Consider the following situation:
Struct r {
Int R1;
Virtual void pvf (); // new
Virtual void RVF (); // new
};
Struct s: P, r {
Int S1;
Void pvf (); // overrides P: pvf and R: pvf
Void RVF (); // overrides R: RVF
Void Svf (); // new
};
How should I draw a layout like this? I guess it is like this:
S; S * PS = & S;
(P *) PS)-> pvf (); // (P *) PS)-> P: vfptr [0]) (S *) (P *) PS)
(R *) PS)-> pvf (); // (R *) PS)-> r: vfptr [0]) (S *) (R *) PS)
When
For the above two types of calls, I expected the function semantics to be the same as that after each function annotation. After all-> there is an "S" on the left of the operator, right?
The member function pointer should also be S *. When P * is used, the problem is very simple. p * and S * point to the same memory address, C ++
Compiler does not need to do anything. However, when R * is used, the memory address pointed to by R * and S * are different. Then we need to use some tips to convert the R * pointer to S *. For this
The solution to the problem is basically to use a technology called thunk. Override entry of pvf within vftable.
There are many rewrite methods. The result after rewriting in VC ++ is as follows:
S: pvf-adjust: // MSC ++
This-= sdpr;
Goto s: pvf ()
Well, it's easy, right? Just place this pointer to R *-displacement of S from R and then jump it to the real S: pvf () function address.

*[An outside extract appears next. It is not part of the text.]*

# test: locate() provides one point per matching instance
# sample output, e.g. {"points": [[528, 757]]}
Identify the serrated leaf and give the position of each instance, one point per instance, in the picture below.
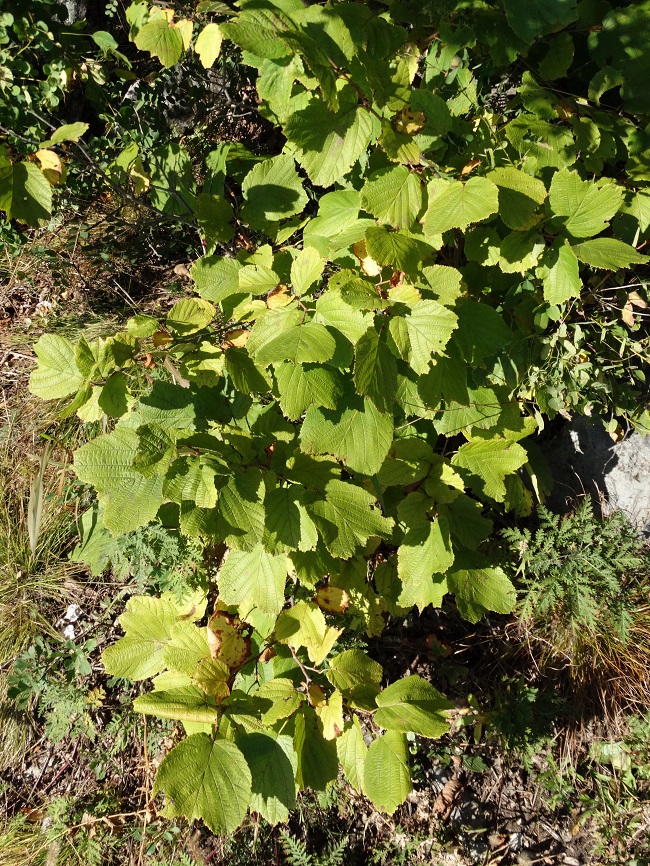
{"points": [[162, 40], [56, 374], [317, 759], [489, 461], [459, 204], [245, 375], [67, 132], [332, 310], [25, 193], [273, 763], [301, 344], [395, 249], [429, 326], [375, 370], [479, 589], [520, 196], [253, 576], [347, 519], [585, 207], [328, 144], [386, 777], [207, 779], [352, 752], [359, 435], [129, 499], [393, 196], [149, 623], [300, 387], [241, 509], [356, 675], [412, 704], [539, 17], [211, 676], [187, 704], [304, 625], [306, 269], [216, 278], [608, 253], [284, 697], [423, 558], [561, 275], [225, 641], [330, 713], [208, 44], [273, 191], [287, 519]]}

Constructors and Destructors
Constructor and destructor are common but cannot be used. Compiler usually splits it into multiple structures.
After the constructor is decomposed, it should be like this:
1) initialize vbptr for a most derived class and call the constructor of virtual base.

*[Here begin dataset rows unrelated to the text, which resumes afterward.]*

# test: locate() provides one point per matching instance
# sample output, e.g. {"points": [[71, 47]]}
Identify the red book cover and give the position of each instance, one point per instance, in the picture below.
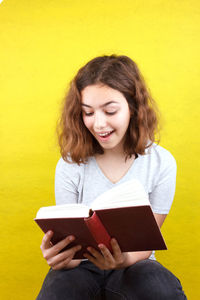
{"points": [[135, 229]]}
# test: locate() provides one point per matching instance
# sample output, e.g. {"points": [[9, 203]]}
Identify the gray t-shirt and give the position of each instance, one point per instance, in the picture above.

2) call the non-virtual base classes constructor.
3) Call the constructor of data members
4) initialize vfptr.
5) execute the code written by the user in constructor.
After destructor is decomposed, it should be like this:
1) initialize vfptr
2) run the code in destructor.
3) Call the data member destructor. The order is the opposite of the Order declared by data member in the class.
4) call the non-virtual bases destructor in the opposite order of declaration.
5) for a most derived class, call its virtual base destructor.